The hike follows the Federal Reserve, which voted to raise rates in the US by 0.25 per cent earlier this week. It also follows the market consensus, which was expecting a 25 basis point rise, and still expects rates to rise slightly further, peaking around 4.5 per cent.
In response to concerns about what higher rates might mean for financial stability, especially within the banking sector, the MPC’s minutes note that the Financial Policy Committee (FPC) briefed them ahead of their vote. Their verdict was that the ‘UK banking system maintains robust capital and strong liquidity positions,’ and ‘that the UK banking system remains resilient.’ But despite this confidence, nothing is being taken for granted: the MPC pledges to ‘monitor closely any effects on the credit conditions faced by households and businesses, and hence the impact on the macroeconomic and inflation outlook.’
The committee decided, on balance, that inflation remained the more immediate problem. It’s a position that has changed over the past six weeks: consensus was building last month that interest rates were near, or at, their peak. With inflation falling (albeit slowly) for three months in a row, it seemed the Bank of England was finally in a position to take its foot off the gas. In its MPC report on 2 February, it noted that rates would only keep rising if ‘persistent pressures’ became obvious.
The Bank of England remains surprisingly optimistic about its forecasts for inflation this year
Those pressures became glaringly apparent this week, when the headline rate of inflation rose for the first time in three months, to 10.4 per cent on the year in February. Last month’s forecast from the Bank of England estimated the rate falling to 9.8 per cent in February, 0.6 percentage point lower than where it landed. Core inflation rose, too – from 5.8 per cent on the year in January to 6.2 per cent on the year in February – raising worries that higher prices might get baked into the system.
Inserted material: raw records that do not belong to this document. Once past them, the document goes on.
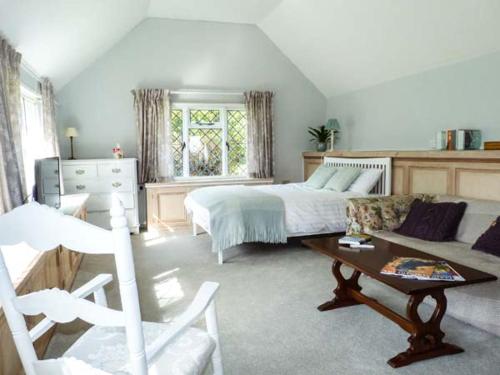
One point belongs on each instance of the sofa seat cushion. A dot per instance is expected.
(489, 241)
(477, 218)
(478, 304)
(367, 215)
(105, 348)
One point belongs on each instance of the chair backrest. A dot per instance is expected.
(44, 228)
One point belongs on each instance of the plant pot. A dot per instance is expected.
(321, 147)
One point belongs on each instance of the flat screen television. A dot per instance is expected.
(48, 182)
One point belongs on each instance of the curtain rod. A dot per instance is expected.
(29, 69)
(188, 92)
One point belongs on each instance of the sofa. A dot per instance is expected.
(478, 305)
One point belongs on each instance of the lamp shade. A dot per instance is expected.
(332, 124)
(71, 132)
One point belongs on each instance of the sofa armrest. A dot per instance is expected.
(371, 214)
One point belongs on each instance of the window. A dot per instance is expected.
(209, 140)
(32, 134)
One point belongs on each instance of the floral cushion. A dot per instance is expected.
(367, 215)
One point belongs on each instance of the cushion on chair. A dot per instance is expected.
(320, 176)
(489, 241)
(368, 215)
(432, 221)
(342, 179)
(105, 348)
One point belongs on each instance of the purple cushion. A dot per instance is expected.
(489, 241)
(432, 221)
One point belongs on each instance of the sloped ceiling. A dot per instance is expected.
(243, 11)
(345, 45)
(340, 45)
(60, 38)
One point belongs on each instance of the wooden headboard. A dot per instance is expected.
(471, 174)
(383, 186)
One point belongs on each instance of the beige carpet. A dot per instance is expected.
(267, 311)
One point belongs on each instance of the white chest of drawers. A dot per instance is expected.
(100, 178)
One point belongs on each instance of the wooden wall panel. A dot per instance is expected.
(428, 180)
(478, 183)
(470, 174)
(398, 180)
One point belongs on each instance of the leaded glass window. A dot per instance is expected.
(209, 140)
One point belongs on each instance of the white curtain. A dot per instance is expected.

The Bank remains surprisingly optimistic about its forecasts for inflation this year. It still predicts that the rate will fall dramatically by the end of the year – to an even ‘lower rate than anticipated in the February’, which was 3.9 per cent, largely due to the collapse of energy prices. The Bank has also revised its forecasts for economic growth to the upside, and for now no longer expects the UK to enter technical recession this year.
But the MPC had no option available to them today that could swerve criticism. In what might be read as a pre-emptive defence of the Bank’s decision to keep raising rates in the wake of a potential global banking crisis, the MPC report reminds its readers of its core remit, which ‘is clear that the inflation target applies at all times.’ As the Bank remains so far off the 2 per cent target, this had to be the MPC’s main focus.
But there is also a reputational aspect of today’s vote to consider. Rightly or wrongly, last year’s Liability Driven Investment (LDI) pensions crisis saw the government at the time labelled the culprit, while the Bank was praised for its fast intervention to steady the market. That narrative doesn’t consider the Bank’s regulatory duties, nor the fact that such a huge financial landmine sat under the UK economy which seemingly no one at the Bank knew about.
For now, the Bank is not taking a beating over its handling of last year’s crisis. Its negotiated deal with HSBC to buy the UK arm of Silicon Valley Bank has also been applauded. Instead, the Bank remains in hot water for being so relaxed when faced with the inflation tiger in 2021 – which has meant it is trying to play catch-up in a bid to tame the beast. With the headline rate up once again last month, the MPC must continue to prove they take price spirals seriously, by taking some action (albeit a smaller rate hike this time) to get inflation under control.